「規範との付き合いかた」

私がTV番組の文字起こしを公表し、自分でTV局に連絡を取って著作権についての意向を確認した件について、「なんで自分から連絡してんだバカ!!」(大意)という忠告を、ある知人から頂きました。 「なるほど、ヒキコモリ的だね」と。
知人が指摘してくれたのは、そこで問題になっていた著作権そのもの*1というよりも、「規範との関係において柔軟な考え方をとることができない」という私の性向についてでした。
――私はこれまで、「交渉と契約における無能力」とか、「トラブル耐性の低さ」とかの話を、ひきこもりの核心的モチーフとして強調してきましたが、そもそも私がこうしたモチーフに注目したのは、自分自身がそうだからです。
規範との関係における逸脱を極端に恐れていて(強迫化している)、それがトラブル耐性の低さや、柔軟な対応能力の低さに直結している。――このことは、交渉主体としての私を極端に弱体化させています


私が、宮崎学氏の『法と掟と』で最も印象的だったことの一つが、「アウトローこそ法を重視する」という指摘でした。

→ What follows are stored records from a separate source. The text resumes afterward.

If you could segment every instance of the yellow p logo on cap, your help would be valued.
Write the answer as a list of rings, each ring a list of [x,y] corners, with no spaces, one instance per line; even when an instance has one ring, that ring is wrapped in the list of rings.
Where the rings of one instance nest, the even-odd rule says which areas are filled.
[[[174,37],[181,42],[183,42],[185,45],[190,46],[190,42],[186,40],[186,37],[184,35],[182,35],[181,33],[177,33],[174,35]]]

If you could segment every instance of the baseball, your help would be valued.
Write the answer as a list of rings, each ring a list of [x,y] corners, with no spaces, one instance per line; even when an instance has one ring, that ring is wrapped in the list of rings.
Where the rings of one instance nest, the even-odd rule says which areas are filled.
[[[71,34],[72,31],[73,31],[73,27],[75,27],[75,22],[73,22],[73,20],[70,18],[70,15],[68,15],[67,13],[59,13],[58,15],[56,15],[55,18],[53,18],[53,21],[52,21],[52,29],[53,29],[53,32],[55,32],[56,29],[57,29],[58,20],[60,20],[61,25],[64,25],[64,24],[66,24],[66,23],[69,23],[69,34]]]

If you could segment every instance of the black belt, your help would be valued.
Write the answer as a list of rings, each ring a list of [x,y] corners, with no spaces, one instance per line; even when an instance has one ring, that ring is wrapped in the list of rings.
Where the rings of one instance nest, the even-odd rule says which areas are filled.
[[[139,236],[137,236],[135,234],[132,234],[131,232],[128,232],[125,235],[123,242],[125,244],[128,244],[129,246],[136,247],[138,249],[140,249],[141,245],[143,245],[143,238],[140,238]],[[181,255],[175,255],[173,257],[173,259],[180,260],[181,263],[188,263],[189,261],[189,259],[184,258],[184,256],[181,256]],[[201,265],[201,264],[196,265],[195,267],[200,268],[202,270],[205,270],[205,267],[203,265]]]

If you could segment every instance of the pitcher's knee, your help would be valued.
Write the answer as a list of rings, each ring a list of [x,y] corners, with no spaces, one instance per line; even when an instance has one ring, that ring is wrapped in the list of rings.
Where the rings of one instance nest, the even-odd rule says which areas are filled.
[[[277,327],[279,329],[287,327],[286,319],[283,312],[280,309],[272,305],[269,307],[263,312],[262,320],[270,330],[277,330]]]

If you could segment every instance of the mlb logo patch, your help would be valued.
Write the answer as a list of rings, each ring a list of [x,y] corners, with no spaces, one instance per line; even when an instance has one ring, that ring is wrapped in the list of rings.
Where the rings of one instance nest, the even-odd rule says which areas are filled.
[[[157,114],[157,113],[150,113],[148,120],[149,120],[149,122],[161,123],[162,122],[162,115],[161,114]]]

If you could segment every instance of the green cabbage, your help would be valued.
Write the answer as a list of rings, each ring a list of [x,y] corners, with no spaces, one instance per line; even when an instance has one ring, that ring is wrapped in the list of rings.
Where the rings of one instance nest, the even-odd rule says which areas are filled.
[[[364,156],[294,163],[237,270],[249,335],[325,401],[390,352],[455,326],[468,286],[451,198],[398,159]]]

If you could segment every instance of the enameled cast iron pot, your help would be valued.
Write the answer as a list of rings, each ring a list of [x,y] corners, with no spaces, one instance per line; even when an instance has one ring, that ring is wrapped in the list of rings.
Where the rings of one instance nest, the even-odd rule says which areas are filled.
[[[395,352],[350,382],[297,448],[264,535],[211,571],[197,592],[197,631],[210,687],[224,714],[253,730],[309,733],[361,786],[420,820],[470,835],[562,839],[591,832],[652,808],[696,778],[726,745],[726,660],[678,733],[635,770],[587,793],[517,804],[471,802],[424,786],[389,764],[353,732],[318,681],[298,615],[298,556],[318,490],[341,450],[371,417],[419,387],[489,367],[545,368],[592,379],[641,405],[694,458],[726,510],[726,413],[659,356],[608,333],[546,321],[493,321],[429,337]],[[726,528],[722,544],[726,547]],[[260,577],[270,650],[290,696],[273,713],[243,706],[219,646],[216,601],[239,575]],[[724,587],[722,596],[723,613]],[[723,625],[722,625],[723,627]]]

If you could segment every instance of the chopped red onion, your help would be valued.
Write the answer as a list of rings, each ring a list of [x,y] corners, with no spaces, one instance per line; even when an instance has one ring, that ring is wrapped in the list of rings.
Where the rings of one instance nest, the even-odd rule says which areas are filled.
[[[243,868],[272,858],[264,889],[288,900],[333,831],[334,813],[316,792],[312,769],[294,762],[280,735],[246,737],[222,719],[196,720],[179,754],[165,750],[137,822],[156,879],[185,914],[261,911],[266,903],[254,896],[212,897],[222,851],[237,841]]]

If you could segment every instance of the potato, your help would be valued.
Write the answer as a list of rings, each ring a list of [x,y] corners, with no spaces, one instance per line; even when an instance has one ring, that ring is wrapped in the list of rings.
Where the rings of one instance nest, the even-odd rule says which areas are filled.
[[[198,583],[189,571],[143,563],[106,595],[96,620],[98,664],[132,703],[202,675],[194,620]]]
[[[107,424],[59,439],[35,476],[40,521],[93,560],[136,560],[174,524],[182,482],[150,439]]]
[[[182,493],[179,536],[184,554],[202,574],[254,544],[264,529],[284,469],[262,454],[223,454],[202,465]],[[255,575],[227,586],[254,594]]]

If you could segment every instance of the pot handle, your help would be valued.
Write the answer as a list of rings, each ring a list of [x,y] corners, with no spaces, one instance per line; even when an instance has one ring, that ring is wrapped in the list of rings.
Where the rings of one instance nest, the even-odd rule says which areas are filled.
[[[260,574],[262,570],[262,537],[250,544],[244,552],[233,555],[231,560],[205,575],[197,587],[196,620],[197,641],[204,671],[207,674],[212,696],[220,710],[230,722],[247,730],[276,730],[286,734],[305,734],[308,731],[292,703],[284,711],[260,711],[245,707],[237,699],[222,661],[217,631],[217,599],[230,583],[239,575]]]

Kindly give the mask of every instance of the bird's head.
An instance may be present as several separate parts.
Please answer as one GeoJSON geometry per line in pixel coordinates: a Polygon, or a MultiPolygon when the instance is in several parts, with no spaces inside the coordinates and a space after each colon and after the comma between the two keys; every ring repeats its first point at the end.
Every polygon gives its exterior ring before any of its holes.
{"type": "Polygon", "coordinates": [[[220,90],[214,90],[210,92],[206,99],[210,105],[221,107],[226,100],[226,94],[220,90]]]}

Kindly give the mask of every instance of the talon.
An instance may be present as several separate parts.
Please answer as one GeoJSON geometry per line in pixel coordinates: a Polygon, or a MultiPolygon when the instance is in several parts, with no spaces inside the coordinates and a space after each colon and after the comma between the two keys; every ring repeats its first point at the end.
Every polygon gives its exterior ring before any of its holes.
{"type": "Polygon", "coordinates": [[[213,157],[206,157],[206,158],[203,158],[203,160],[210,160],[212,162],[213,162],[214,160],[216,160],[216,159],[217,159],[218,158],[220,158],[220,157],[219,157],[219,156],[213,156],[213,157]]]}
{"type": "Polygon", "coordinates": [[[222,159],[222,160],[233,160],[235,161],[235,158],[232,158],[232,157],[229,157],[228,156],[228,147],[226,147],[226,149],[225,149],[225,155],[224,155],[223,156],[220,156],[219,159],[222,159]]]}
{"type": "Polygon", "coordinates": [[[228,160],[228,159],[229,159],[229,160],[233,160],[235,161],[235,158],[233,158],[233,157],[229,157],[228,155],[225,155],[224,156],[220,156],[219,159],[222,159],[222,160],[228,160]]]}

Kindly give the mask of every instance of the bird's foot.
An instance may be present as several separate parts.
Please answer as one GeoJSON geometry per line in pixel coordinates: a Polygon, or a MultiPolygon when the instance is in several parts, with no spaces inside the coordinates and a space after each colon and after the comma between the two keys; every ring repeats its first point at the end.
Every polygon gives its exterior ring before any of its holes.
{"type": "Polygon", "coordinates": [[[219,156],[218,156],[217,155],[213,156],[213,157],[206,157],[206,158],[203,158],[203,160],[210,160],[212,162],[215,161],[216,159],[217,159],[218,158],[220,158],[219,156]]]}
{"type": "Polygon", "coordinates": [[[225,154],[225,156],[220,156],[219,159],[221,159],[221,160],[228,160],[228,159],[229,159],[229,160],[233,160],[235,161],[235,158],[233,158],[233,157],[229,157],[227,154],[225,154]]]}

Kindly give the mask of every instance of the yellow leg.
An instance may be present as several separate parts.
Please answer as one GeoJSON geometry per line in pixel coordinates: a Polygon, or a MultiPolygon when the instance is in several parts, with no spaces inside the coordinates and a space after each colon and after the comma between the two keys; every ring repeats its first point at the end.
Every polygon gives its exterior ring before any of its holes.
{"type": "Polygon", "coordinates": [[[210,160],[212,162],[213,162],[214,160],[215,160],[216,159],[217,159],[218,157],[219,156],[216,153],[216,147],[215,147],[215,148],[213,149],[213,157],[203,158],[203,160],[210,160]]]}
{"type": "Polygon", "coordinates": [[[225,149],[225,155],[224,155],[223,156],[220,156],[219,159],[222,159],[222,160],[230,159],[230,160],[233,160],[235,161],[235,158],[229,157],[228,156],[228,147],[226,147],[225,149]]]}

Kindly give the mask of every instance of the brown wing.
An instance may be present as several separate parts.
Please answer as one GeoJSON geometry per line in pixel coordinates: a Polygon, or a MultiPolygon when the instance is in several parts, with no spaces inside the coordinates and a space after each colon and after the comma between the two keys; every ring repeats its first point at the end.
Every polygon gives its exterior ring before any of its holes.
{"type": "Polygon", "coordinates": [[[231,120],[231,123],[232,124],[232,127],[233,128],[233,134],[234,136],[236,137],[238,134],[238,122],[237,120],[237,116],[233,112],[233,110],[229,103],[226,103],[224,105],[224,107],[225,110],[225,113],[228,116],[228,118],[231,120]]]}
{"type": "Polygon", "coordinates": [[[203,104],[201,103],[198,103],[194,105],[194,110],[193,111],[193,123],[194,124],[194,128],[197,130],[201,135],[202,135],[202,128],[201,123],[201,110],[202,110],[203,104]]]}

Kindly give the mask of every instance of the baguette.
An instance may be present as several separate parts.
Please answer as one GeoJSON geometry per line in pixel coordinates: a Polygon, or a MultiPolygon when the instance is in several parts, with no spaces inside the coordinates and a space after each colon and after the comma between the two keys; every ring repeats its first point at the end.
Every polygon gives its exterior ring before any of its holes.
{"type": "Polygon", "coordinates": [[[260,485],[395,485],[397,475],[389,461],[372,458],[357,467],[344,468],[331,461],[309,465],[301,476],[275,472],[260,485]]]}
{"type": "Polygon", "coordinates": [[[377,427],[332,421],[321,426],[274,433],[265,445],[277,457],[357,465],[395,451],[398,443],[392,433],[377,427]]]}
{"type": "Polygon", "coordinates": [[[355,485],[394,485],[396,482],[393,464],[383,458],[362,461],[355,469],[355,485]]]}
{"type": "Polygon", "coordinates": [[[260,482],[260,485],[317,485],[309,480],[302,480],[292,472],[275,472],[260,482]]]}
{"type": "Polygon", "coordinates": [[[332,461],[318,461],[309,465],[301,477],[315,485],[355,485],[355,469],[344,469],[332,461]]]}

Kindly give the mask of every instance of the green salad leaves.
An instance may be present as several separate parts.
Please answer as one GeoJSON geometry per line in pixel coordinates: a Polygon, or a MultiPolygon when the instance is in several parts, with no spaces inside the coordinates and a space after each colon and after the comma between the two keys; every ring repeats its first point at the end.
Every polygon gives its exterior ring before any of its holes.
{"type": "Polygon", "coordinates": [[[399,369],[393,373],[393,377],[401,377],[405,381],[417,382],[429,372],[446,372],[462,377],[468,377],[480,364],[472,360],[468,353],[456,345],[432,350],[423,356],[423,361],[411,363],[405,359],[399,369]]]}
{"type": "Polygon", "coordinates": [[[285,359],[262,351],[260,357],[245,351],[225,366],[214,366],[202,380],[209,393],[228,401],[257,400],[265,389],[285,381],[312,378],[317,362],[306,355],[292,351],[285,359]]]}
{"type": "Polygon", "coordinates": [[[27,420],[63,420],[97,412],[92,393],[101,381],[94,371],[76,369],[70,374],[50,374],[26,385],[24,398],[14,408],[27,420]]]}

 法の内にありながら、あたかも法の外にあるかのごとく行動するには、法を熟知していなければならない。 熟知しているといっても、司法試験を受ける学生のように、法の形式的態様と法解釈について細かく知っておかなければならない、ということではない。 そうではなくて、それぞれの法律規定の機能、社会の中でどのような意味をもち、どのように働いているのか、実質的で社会的な機能を知らなければならないのである。 (p.15)

ひきこもる人は、法の逸脱を最初から狙っているのではなくて、むしろ「規範を遵守しなければ」という意識が強迫化してしまい、結果的に逸脱してしまう。――だとすれば、最も喫緊の課題の一つは、「規範との付き合い方を柔軟化すること」ではないか。 そのために必須なのは、「法の学習」なのではないか。
「臨床的な取り組みとしての法律学習」というのは、あながち空疎なお題目ではないと思う。

追記: 井出草平さんより

 諸個人は合法的なものに属していると同時に違法的なものにも属している。
 非行や逸脱は補償的に(合法的な手段で望むものが手に入らなかった時に)行われるという考え方が見られる。

おもしろい。
「逸脱論」というのを調べないと・・・。





*1:その後いただいた解説を読んでも、著作権自体には、難しい問題が残っているのだと思います。